# Eclipse Übergabeparamter funktionieren nicht



## Bullz (25. Jan 2014)

Hallo, und zwar habe ich schon Programme geschrieben die Paramter benötigen und das funktionierte in Eclipse auch ausgezeichnet.

Ich möchte aber jetzt ein .txt File mitgeben. 

Unter DOS mit gcc und danach ausführen funktioniert es auch. Nur Eclipse schlägt fopen fehl.

http://pic-hoster.net/upload/56163/paramtertexteclipse.jpg

edit: 

argc = 2
argv = 0x8c1880
*argv = 0x8c16cd "C:\\Users\\<NAME>\\Downloads\\eclipseproj\\DebugKapitel\\Debug\\DebugKapitel.exe"
**argv = 67 'C'
datei = 0x7efde000


----------



## turtle (25. Jan 2014)

Ein bisschen mehr Java-Code und die Parameter, die du beim Start zum Test angibst, wäre schon hilfreich.
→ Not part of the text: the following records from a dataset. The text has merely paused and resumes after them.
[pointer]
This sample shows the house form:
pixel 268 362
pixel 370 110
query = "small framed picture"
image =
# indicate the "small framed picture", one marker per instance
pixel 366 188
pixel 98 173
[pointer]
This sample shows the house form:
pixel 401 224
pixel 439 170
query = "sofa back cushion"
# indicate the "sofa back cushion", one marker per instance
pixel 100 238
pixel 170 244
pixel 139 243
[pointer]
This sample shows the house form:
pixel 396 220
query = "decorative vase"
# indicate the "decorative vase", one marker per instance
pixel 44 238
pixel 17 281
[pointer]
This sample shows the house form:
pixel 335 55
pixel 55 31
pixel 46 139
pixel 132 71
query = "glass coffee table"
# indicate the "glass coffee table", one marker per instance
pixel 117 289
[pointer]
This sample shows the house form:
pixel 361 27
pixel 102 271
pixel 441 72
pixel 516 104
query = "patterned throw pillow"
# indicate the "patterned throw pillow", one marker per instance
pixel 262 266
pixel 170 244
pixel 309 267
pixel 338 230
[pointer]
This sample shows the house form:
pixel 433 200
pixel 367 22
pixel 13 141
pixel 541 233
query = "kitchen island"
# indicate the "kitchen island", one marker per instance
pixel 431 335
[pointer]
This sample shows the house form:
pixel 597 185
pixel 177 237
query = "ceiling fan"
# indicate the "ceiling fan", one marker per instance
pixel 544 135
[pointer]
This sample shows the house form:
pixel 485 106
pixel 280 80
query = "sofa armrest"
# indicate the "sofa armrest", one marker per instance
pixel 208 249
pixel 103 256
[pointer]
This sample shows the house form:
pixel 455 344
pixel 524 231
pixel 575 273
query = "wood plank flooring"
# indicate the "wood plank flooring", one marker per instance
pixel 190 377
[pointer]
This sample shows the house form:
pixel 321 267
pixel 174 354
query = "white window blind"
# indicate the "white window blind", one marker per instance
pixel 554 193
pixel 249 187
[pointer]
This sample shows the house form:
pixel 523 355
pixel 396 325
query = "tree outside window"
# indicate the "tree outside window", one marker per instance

PS: Hab gerade gesehen, das du nicht unbedingt mit Java arbeiten musst, oder? Leider kenne ich mich mit C/C++ unter Eclipse nicht aus, sorry. Was mir noch einfällt, wäre die Ausgabe des Fehlers der aufgetreten ist, z,B. über perror() .


----------



## Bullz (25. Jan 2014)

No such file or directory gibt er als error aus.


----------